Network Topology: You Have to Know This Before Building a Network

If you’re looking into building a network for your business, you need to choose the right network topology. To do so, you should become familiar with the essentials of network topology and its types. The type of network topology you use affects such critical variables of your network as cost, scalability, and maintenance. This blog discusses the main types of network topologies.

Network Topology in a Nutshell

A network topology has physical and logical aspects. Physical topology has to do with the structure of the parts of a network that you can touch (overall). It determines how network devices, such as computers, routers, and stations connect to form a network. Logical topology is more concerned with getting data wherever it needs to go.

Physical topology involves:

• Geometric configuration
• Connections and interconnections
• Location of devices
• Number of network adapters used
• Network adapter types
• Cable types

Logical topology explains how data is transferred and received.

Logical topology covers:

• Data movement from station to station
• The transmission path and appropriate protocols
• Cloud and virtual networks

Point-to-Point Network Topology or P2P

This type of topology is the simplest of all. In Point-to-Point topology, there are only two computers or network devices that interconnect.

A typical P2P connection scenario: two computers that have Ethernet network adapters with RJ-45 ports connect with the help of a twisted pair cable, such as:

• UTP Cat 5e
• FTP Cat 5e
• STP Cat 5e

To connect two similar computers that use Ethernet cards, use the Ethernet crossover cable of category 5e. This cable has:

• RJ-45 connectors on both ends
• T568A wiring on one end
• T568B on the other end

Note: T568A and T568B are color code termination standards that are used to place conductor wires correctly during installation. In a standard Ethernet cable, either T568A or T568B are used on both ends. However, the crossover cable uses the T568 standard on one end and the T568 standard on the other end (see the image below). An example of standard connection is a computer plugged into a wall. An example of a crossover connection is a computer connected directly to another computer (as it is in Point-to- Point Topology).

You should use the Ethernet crossover cable of category 5e to connect similar network devices such as two computers that use Ethernet cards. If you have a modern network card, you can use a patch cable without a crossover cable. This type of connection is possible due to Ethernet Auto MDI-X support. Use a patch cable to connect your network card to a switch and then connect switches. The ends of a patch cord are crimped with either T568B or T568A. However, the T568A standard is less common.

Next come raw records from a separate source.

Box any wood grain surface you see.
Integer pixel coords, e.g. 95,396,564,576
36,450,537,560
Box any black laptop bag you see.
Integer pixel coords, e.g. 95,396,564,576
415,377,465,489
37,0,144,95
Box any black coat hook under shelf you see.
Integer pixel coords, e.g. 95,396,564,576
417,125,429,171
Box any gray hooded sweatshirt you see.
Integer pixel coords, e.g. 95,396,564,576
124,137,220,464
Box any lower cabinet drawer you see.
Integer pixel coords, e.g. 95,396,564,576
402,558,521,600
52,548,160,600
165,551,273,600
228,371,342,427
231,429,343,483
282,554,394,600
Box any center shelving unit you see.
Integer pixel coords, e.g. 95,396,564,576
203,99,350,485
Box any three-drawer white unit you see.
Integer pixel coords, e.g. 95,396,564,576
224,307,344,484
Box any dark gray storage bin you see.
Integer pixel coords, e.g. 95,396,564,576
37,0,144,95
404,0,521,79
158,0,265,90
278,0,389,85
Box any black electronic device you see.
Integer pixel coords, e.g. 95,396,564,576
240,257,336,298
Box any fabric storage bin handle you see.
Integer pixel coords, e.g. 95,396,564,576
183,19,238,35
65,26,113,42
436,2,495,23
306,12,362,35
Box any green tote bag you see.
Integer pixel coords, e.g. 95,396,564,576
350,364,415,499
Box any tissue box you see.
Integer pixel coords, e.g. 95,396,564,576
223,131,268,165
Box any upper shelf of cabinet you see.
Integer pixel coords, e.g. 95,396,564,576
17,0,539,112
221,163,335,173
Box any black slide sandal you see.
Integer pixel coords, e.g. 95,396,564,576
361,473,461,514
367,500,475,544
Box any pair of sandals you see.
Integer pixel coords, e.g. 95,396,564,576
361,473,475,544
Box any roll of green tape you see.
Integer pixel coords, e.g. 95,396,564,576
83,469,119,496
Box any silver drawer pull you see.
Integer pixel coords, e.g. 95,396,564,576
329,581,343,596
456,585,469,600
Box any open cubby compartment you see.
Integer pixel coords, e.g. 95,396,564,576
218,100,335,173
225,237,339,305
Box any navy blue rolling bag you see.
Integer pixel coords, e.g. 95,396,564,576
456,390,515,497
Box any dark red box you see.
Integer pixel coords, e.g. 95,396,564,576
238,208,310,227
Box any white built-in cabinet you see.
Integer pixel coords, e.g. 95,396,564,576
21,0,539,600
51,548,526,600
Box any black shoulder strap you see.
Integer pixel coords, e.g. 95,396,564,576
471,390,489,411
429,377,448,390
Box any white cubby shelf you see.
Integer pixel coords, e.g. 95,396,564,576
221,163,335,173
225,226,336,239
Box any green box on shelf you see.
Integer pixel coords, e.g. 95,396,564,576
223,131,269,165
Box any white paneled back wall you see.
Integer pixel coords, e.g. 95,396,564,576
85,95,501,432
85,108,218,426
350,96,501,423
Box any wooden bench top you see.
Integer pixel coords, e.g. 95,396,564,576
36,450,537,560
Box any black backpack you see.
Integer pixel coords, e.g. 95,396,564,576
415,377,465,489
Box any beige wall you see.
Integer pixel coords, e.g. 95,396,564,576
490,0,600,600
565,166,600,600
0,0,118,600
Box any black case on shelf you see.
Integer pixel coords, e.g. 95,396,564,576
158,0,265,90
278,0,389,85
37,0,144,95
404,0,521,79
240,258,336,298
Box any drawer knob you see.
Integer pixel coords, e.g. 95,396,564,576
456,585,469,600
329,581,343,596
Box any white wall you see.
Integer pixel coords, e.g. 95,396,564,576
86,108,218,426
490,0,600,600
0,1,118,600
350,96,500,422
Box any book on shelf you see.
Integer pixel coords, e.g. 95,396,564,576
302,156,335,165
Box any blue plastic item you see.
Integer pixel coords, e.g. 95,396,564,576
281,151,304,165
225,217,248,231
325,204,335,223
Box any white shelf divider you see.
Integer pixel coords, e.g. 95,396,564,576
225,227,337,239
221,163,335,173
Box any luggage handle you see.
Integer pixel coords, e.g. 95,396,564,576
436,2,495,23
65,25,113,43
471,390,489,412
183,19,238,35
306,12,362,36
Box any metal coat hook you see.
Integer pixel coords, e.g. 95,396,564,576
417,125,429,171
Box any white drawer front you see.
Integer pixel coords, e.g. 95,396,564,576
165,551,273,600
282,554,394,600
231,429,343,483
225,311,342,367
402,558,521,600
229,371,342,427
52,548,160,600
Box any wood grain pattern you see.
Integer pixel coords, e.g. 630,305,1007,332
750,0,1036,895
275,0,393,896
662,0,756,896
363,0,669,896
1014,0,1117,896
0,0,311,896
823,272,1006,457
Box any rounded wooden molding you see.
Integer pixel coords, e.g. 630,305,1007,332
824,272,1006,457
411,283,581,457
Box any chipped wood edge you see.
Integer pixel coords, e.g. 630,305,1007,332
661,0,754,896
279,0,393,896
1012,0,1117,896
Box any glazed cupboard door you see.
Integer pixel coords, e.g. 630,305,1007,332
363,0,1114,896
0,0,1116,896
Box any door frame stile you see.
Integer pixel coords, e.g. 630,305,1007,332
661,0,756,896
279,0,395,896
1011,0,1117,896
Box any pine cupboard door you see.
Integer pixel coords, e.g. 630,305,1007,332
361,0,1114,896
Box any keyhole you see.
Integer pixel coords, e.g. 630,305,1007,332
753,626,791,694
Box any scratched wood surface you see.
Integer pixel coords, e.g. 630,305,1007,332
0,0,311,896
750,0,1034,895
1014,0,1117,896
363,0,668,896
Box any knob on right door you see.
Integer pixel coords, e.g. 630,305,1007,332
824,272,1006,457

We have discussed the most simple type of topology, the Point-to-Point topology. Now let’s continue to review other types of network topologies, starting with the Bus Network Topology.

Bus Network Topology

A bus network has one main cable. You connect stations to the main cable via shorter cables known as drop lines and use a tap device to connect drop lines to the main cable. To build a bus network, use RG-58 coaxial cable.. Usually, instead of direct bare-wire connections, you use connectors such as a BNC (Bayonet Neill-Concelman) connectors for connecting parts of the network and a cable to a network card. To avoid signal reflection, install devices that absorb signals called terminators on both ends of the cable. Signal reflection should be avoided at all times because it can slow down the whole network.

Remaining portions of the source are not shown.